Shunning the ‘tourist board’ view of Palm Springs—of pastel hues, beautiful people sipping cocktails on floaties in the pool, desert art installations and midcentury modern—photographer John Brian King has centred his focus upon “the beautiful, the mundane, the ugly”; shooting “the debris—architectural and natural—left behind by generations of people who lived in or visited Palm Springs to escape, to exist, to die.”
Photographed between 2016 and 2018 whilst living in the city, Riviera: Photographs of Palm Springs documents the fragments of existence left behind in the resort, the 112-page paperback depicting a resort frozen in a visually arresting state of decline. Using a cheap instant film camera to give his photos a washed-out, hazy look, the publication represents the reality of Palm Springs (and its surroundings) that the Los Angeles-born photographer, filmmaker, designer, and writer found himself immersed in every day.

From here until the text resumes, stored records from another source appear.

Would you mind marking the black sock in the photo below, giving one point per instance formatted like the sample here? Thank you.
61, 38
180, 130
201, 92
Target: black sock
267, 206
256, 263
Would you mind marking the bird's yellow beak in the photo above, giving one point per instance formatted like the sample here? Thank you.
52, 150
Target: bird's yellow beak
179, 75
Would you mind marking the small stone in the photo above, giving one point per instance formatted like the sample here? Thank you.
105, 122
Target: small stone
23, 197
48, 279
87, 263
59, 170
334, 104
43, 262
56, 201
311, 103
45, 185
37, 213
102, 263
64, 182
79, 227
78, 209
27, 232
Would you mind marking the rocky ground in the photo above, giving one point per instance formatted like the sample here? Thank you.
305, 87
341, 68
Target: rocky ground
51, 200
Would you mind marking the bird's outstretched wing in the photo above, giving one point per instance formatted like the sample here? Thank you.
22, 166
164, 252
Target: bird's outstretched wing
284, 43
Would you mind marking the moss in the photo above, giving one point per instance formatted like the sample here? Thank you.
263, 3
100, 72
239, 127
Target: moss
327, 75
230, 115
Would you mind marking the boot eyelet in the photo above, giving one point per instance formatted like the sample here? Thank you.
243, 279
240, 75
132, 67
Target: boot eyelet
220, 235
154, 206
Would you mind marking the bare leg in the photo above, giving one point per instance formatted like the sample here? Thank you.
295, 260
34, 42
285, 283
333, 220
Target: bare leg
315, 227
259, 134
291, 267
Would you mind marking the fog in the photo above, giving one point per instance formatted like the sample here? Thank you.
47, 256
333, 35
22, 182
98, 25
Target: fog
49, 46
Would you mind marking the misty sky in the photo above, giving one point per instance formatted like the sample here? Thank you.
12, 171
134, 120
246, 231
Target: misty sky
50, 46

From the Biltmore Big House, a single phase 140-unit condominium development on 10 acres of land, to the arid Coachella Valley, the city’s world-renowned architecture or simply its rough-around-the-edges simplicity, this beautiful photobook offers a frequently unseen, alternative take on a city renowned for its easy living, year-round good weather and Instagram-ready photo opportunities.
Published by Spurl Editions, Riviera: Photographs of Palm Springs is out now.